HtotheNootch
Thursday, June 2nd, 2005, 10:03 PM
I was just looking over my stats, and it seems that the vast majority of the really big pots I've won were won with straights. Anybody else notice this?
RISEorFall
Thursday, June 2nd, 2005, 10:09 PM
THey're usually pretty well concealed. Along with pp sets and 2-pair. You don't usually put someone on a straight unless it's really obvious.
princeof56k
Thursday, June 2nd, 2005, 10:30 PM
I would actually say that sets are the biggest money maker since they are almost impossible to spot, but straights are right on up there. This is the opposite for a flush where once the third suited card comes everyone is thinking flush. You could have 4 cards to a straight and some people still wont even see it coming. As an example, I just had a hand where the baord was 89JQ7. The betting was capped on the turn and river by me and 2 other players. Before the showdown, people not invovled in the hand were asking about the cap betting since it was obviously a split pot. Nope, I had KT for the nut straight, while the other two just had a Ten. Two players (including one of the guys in hand) both said they never thought of that. I thought it was obvious.
DCWildcat
Thursday, June 2nd, 2005, 10:54 PM
Sets are definately my biggest money makers, as they are for most. They're the most concealed hand you can have, and often improve to boats to beat big straights and full houses.
The interesting thing about flushes is that, while everyone notices a flopped two flush improving, few people notice the backdoor ones.
slash
Friday, June 3rd, 2005, 6:13 AM
The backdoor flushes always get noticed. I don't know where you play, but in my games there is sure a lot of checking down and check calling or just calling on the river if there are 3 suited cards out there.
In general, I think drawing hands make the biggest pots, especially when someone else has made a hand that is good and gets outdrawn, and when there are multiple draws. You'd like to have your hand made every time the flop comes down just for security reasons, but you're going to win bigger pots when you are betting and raising and calling on 3rd, 4th, and 5th street and finally get there on the river.
Still, my favorite pots to win are set over set. Or set over set over set, which I've done too. It is especially fun when the board pairs goes runner runner with some random card to make everybody a full house.
Set over set are also the hands I hate to lose the most, because they're almost always pretty damn expensive.
UglyJimStudly
Friday, June 3rd, 2005, 8:56 AM
QUOTE (HtotheNootch)
I was just looking over my stats, and it seems that the vast majority of the really big pots I've won were won with straights. Anybody else notice this?

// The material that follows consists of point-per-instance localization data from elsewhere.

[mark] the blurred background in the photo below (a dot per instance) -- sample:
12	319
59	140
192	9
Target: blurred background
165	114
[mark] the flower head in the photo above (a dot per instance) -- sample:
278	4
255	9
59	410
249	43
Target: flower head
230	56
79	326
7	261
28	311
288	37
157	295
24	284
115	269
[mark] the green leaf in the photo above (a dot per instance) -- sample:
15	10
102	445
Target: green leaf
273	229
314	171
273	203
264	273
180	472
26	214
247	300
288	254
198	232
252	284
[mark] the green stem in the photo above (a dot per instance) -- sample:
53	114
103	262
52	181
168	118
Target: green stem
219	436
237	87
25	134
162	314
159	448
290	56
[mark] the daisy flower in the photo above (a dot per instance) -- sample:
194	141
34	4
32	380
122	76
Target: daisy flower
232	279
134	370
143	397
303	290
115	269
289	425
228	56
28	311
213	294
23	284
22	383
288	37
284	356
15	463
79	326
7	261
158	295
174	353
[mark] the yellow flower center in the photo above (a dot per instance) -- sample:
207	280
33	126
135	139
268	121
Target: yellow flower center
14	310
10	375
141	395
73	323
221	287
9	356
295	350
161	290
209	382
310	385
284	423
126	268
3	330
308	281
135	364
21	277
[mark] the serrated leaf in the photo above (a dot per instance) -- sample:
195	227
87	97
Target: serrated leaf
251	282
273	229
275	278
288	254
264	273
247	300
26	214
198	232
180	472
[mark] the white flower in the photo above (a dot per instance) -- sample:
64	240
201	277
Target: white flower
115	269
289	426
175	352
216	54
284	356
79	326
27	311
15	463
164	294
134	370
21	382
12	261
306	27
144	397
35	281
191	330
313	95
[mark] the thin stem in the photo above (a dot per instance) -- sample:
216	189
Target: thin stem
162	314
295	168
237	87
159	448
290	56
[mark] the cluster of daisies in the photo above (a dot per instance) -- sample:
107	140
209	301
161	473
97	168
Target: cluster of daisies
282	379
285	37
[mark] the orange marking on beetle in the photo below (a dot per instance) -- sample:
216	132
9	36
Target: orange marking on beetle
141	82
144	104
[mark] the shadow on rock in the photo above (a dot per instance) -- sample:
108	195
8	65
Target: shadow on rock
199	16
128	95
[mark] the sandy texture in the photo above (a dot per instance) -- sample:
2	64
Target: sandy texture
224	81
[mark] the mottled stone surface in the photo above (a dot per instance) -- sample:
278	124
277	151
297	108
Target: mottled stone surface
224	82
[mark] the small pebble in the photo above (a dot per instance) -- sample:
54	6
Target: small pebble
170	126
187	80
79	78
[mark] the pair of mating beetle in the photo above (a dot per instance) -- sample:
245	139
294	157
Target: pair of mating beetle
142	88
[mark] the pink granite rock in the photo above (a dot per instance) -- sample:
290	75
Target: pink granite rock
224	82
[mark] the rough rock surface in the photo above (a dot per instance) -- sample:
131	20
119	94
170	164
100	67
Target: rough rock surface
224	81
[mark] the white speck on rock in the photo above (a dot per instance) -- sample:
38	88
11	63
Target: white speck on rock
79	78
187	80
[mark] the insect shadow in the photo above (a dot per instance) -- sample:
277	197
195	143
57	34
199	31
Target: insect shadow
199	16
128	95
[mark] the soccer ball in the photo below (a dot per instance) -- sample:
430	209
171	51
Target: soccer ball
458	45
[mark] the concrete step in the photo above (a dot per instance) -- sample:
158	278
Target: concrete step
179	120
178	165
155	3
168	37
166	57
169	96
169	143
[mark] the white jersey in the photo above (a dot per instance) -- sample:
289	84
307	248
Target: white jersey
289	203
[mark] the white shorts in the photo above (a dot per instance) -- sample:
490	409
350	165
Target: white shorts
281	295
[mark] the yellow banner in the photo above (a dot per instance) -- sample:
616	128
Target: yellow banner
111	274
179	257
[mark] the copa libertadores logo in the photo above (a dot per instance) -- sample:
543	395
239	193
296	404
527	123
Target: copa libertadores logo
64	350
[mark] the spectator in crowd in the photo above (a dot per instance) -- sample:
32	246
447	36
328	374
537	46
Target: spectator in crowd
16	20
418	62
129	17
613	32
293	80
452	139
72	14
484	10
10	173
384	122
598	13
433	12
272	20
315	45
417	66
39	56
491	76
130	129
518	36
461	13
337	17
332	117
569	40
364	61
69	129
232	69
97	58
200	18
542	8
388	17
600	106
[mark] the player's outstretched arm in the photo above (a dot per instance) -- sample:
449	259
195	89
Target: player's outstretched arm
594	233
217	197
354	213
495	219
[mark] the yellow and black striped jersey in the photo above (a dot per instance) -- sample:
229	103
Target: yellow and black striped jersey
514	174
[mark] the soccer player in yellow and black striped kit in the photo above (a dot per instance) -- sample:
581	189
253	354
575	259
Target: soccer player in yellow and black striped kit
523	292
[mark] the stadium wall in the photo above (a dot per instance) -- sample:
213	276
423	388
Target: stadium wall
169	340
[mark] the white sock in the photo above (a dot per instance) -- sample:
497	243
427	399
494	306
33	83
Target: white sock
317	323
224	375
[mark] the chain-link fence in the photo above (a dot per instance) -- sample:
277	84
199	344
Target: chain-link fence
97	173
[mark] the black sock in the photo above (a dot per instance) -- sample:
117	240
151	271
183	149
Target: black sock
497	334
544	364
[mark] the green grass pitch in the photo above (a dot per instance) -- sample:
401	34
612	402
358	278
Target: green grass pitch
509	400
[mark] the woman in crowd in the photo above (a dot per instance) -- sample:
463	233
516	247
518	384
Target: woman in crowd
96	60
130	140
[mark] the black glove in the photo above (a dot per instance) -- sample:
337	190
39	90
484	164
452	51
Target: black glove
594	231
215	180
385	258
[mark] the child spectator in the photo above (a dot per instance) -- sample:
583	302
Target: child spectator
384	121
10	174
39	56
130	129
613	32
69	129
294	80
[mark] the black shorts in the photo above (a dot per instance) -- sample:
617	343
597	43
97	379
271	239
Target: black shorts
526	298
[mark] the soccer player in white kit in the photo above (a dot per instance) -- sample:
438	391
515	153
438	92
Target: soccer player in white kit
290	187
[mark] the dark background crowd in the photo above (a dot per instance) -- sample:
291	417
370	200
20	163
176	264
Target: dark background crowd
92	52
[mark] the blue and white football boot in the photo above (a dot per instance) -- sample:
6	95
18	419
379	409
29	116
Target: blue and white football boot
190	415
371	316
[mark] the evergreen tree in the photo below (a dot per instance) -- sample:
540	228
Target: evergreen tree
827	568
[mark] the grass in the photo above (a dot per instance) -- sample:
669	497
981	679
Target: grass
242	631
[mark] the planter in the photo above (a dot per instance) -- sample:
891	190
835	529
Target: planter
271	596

My biggest pots are usually big pairs at loose tables, where everybody misses their draw. Sets are up there, too.
Straights... out of the last ten times I've flopped a straight, I've lost 8 (three to decent draws that hit, and five to various runner-runner hands). Lifetime I'm sure they're good, but it'll be a while before I'm happy to see one again.
DCWildcat
Friday, June 3rd, 2005, 6:48 PM
QUOTE (slash)
The backdoor flushes always get noticed. I don't know where you play, but in my games there is sure a lot of checking down and check calling or just calling on the river if there are 3 suited cards out there.
In my games they are rarely noticed. The way you play dictates them being noticed, and I think there's a negative correlation between the liklihood of a flush being noticed and a player's skill.
A backdoor gets noticed when you check/call to the river, then raise a river bet. This is almost always poor, passive play.
A backdoor does not get noticed when playing aggressively. Consider: holding A:diamond:Q:diamond:, raising from the button; flop comes 9:diamond: 6:club: 2:spade:. You're checked to you, you bet, and are called. Turn comes 10:diamond:. Someone now bets, you raise, they call. RIver is a 3:diamond:. They check, you bet, they call. This play looks far more like you pushing a pocket pair hard than catching a flush on the river.
HtotheNootch
Friday, June 3rd, 2005, 9:12 PM
For me the biggest are flopping an open-ender, and hitting it on the turn. The all time biggest in terms of BBs was when I flopped an open-ender with Q-J suited out of the big blind and caught a K on the turn to make the straight, and ran into someone with the low side, and the other guy made trip Ks on the turn.
DCWildcat
Friday, June 3rd, 2005, 10:50 PM
My all time biggest money loser was actually a straight. Held T8 in the BB, 8 callers to the flop. Came down QJ9. Capped flop between 5 people, turn cap had 3, river cap had 3. Some other shit held KT for the higher flopped straight.
RISEorFall
Saturday, June 4th, 2005, 1:12 AM
low sides of straights suck donkey balls. thats why J-10 and Q-J make great straight drawing hands, if you hit a straight its the nut straight.